Ernesto Chayo liga reciclagem de PET à saúde e redução da poluição
Acervo pessoal
Ernesto Chayo liga reciclagem de PET à saúde e redução da poluição

Enquanto muitas empresas ainda tratam sustentabilidade como discurso, Ernesto Chayo decidiu transformar ação em impacto direto na saúde pública. À frente da Bela Fatia, ele aposta em uma cadeia que transforma plástico PET pós-consumo em matéria-prima para novos produtos, ajudando a reduzir a poluição nas cidades brasileiras, fator diretamente associado a problemas respiratórios, contaminação ambiental e qualidade de vida.

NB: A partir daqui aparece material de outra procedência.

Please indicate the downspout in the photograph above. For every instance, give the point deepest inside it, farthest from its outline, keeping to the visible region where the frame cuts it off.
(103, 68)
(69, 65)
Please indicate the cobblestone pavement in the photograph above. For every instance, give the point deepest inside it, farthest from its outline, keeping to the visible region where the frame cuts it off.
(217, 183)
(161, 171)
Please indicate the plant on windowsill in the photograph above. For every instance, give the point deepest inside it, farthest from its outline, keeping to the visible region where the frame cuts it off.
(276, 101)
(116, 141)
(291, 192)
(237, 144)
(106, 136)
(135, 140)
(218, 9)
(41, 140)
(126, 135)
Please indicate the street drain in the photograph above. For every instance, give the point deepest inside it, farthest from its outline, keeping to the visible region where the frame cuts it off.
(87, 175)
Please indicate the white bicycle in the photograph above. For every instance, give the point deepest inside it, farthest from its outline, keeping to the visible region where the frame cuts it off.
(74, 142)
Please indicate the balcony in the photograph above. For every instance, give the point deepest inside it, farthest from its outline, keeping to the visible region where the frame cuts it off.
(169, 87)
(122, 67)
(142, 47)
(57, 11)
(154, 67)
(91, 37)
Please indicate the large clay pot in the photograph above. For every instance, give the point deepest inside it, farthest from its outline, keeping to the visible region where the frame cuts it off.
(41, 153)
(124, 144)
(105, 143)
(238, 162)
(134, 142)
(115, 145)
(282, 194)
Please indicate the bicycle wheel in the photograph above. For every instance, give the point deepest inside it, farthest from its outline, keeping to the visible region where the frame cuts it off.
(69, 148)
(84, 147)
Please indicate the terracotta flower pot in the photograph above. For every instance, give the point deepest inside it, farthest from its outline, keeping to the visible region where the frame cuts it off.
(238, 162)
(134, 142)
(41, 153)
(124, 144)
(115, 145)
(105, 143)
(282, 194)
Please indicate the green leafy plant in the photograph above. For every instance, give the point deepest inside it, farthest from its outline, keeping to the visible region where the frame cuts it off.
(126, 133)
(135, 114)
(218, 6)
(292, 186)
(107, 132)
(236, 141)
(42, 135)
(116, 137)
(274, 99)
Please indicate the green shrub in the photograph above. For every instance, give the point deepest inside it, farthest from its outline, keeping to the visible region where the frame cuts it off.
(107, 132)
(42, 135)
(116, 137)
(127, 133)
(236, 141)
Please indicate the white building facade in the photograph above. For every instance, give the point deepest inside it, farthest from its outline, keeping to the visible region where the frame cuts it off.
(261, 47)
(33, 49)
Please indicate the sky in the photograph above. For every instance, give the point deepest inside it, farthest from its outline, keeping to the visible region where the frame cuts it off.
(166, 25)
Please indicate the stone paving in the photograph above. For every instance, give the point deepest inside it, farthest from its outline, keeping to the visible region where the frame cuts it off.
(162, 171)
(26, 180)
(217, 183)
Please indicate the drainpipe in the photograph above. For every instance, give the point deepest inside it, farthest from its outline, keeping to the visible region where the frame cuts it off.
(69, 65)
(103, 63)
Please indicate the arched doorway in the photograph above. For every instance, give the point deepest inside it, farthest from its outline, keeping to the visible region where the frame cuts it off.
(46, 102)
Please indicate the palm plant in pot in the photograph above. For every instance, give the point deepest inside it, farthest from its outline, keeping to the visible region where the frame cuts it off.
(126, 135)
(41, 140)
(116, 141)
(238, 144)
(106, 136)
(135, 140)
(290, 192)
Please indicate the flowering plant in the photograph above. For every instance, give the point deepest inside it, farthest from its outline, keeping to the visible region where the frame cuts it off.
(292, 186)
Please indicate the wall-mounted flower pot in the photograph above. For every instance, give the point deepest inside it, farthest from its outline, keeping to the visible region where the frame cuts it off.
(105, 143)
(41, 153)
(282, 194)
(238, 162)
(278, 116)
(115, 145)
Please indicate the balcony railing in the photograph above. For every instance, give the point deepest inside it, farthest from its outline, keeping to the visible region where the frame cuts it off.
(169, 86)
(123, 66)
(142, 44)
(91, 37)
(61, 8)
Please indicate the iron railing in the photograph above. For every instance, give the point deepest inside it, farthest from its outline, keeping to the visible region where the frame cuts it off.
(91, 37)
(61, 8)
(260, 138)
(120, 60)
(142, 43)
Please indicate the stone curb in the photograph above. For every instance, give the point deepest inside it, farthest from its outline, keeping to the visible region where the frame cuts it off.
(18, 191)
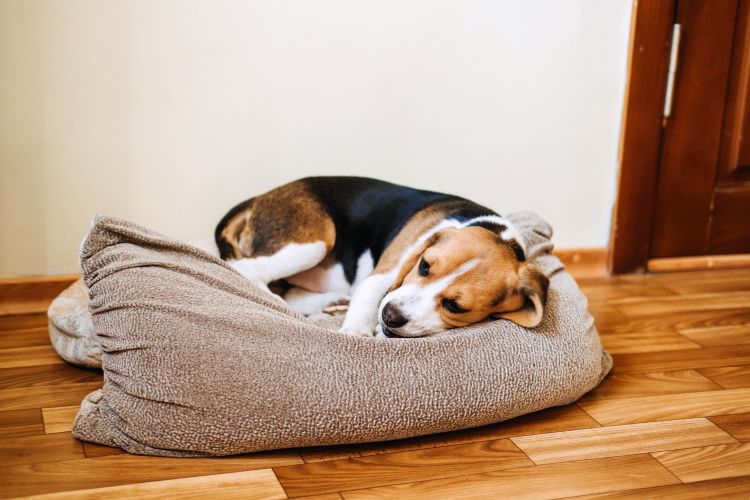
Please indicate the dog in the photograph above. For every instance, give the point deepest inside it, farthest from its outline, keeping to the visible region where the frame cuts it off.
(410, 262)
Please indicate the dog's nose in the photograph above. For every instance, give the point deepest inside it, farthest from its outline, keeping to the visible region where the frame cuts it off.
(392, 316)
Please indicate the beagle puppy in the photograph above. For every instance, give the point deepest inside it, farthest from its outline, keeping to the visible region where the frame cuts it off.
(409, 262)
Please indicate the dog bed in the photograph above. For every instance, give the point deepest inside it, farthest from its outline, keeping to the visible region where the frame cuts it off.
(198, 362)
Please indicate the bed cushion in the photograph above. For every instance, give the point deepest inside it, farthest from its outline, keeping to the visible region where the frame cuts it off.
(197, 361)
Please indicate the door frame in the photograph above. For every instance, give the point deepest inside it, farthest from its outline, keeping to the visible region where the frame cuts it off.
(640, 139)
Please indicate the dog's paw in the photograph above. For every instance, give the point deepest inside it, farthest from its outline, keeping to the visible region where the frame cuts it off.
(357, 331)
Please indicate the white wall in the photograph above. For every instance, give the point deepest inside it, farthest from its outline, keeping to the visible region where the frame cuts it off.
(168, 112)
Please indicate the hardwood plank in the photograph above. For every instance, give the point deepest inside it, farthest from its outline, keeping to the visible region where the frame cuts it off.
(24, 338)
(30, 288)
(691, 283)
(46, 396)
(551, 420)
(667, 322)
(21, 422)
(97, 450)
(646, 342)
(255, 484)
(23, 321)
(628, 385)
(325, 496)
(401, 467)
(668, 407)
(38, 449)
(602, 442)
(730, 488)
(729, 377)
(684, 359)
(719, 335)
(707, 462)
(29, 356)
(542, 481)
(46, 375)
(115, 470)
(8, 308)
(738, 425)
(59, 419)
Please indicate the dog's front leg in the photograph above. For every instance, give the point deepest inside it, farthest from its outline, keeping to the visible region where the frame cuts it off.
(362, 316)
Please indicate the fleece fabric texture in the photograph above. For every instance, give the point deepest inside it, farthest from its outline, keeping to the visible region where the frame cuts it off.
(197, 361)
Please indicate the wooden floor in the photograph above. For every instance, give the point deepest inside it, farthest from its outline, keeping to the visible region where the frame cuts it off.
(671, 421)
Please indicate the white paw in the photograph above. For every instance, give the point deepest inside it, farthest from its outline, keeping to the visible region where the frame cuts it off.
(379, 332)
(357, 331)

“Nosso objetivo vai além de reciclar plástico. Queremos mostrar que é possível transformar resíduos em oportunidades, fortalecendo a indústria nacional e gerando emprego, enquanto diminuímos o impacto ambiental das cidades. Cada embalagem reutilizada é uma chance de reduzir aterros e poluição, e provar que sustentabilidade e negócio podem caminhar juntos”, afirma Chayo.

A operação, que deve iniciar vendas em maio, se destaca não só pelo impacto ambiental, mas também pelos reflexos positivos na saúde coletiva. A redução do descarte irregular de plástico contribui para evitar a proliferação de vetores de doenças, além de minimizar a contaminação do solo e da água. Das dez máquinas que compõem a estrutura, nove são produzidas no Brasil, reforçando o compromisso com fornecedores locais.

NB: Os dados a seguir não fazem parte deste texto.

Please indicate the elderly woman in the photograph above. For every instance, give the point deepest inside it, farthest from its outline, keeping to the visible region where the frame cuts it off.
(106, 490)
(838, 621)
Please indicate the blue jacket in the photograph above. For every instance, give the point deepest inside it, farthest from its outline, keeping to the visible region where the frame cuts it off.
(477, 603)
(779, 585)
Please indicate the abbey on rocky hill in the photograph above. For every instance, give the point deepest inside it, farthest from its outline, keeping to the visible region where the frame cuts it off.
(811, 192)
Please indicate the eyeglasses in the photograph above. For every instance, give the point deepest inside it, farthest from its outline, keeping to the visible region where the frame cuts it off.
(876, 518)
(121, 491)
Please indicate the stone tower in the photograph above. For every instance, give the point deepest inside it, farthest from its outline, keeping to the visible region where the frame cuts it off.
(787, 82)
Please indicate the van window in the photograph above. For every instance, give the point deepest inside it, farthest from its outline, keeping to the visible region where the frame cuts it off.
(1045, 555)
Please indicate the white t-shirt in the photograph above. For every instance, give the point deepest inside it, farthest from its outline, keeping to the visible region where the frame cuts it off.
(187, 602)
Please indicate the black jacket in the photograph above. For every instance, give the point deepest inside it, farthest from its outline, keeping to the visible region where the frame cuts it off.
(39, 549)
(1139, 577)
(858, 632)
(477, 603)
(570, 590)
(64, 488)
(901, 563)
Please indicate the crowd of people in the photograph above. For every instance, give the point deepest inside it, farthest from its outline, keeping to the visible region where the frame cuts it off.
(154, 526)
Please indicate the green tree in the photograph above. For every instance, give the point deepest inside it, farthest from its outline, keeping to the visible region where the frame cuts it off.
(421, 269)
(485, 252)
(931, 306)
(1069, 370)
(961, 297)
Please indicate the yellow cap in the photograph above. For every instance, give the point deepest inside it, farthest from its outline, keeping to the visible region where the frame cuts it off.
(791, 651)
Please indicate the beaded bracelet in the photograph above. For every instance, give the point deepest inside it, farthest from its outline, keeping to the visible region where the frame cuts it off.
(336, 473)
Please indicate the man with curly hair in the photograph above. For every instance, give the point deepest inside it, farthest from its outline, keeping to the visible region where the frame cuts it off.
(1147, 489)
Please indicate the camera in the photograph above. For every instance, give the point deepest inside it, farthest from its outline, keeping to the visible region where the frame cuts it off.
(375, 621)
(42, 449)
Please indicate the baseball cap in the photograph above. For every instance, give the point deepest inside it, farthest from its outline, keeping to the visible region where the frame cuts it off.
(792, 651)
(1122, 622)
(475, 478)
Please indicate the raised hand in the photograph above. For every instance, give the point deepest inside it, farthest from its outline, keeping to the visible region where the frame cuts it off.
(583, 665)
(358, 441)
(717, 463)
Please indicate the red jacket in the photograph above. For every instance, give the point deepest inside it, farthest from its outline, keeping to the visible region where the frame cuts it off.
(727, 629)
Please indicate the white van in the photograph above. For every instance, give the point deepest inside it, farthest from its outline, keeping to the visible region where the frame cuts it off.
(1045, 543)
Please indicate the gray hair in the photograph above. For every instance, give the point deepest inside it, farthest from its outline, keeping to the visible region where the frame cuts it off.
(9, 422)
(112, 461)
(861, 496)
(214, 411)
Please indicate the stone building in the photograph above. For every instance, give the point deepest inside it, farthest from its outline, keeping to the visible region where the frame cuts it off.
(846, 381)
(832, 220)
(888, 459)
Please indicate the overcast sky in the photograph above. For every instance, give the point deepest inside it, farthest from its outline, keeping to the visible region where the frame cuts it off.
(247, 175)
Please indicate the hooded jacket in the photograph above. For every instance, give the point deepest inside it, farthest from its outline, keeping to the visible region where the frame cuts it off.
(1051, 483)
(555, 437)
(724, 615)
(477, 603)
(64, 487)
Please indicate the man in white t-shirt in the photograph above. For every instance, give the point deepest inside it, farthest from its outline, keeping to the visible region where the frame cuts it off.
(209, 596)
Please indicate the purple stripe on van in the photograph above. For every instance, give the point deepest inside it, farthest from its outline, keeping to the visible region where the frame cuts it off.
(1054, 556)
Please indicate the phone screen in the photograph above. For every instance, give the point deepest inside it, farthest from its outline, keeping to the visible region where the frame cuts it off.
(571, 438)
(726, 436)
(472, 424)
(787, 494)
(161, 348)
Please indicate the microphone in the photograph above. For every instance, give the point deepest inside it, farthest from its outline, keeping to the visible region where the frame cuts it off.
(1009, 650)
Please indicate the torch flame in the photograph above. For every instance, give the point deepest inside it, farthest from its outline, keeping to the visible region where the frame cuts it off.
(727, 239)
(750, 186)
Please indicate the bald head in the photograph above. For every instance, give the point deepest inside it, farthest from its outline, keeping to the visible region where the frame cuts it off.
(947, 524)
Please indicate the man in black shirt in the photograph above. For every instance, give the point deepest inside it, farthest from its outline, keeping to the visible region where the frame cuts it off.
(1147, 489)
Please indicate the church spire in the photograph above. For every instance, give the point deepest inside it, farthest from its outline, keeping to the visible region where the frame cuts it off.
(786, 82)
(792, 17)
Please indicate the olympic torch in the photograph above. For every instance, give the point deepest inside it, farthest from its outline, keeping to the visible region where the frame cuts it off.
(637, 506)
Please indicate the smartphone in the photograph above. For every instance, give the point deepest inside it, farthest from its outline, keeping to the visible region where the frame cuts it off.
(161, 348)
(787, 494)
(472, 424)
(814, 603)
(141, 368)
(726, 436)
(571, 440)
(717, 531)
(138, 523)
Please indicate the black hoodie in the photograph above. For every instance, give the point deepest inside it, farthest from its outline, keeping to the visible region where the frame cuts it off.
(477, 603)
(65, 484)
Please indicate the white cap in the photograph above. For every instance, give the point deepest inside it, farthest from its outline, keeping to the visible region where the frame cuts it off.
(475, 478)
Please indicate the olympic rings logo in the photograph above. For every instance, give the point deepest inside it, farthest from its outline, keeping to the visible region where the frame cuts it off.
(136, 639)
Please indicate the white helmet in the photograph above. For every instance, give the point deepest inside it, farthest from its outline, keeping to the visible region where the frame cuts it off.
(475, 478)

O mercado de reciclagem de PET no Brasil cresce rápido: em 2024, o país reciclou 410 mil toneladas, 14% a mais que no ano anterior, segundo a ABIPET. Para Chayo, o avanço da reciclagem também representa um ganho indireto para a saúde da população, ao reduzir a exposição a resíduos e poluentes.

O plástico reaproveitado pela Bela Fatia é reincorporado em diferentes setores: parte volta a virar novas embalagens, outra abastece a indústria têxtil, chapas industriais e aplicações químicas. A iniciativa combina impacto ambiental, inovação e geração de emprego, mostrando que investir em economia circular também pode ser estratégico para cidades mais saudáveis.

Com o projeto, Ernesto Chayo quer inspirar outras empresas a olhar para o plástico descartado como um recurso valioso e, ao mesmo tempo, contribuir para a construção de ambientes urbanos mais limpos, seguros e favoráveis à saúde da população.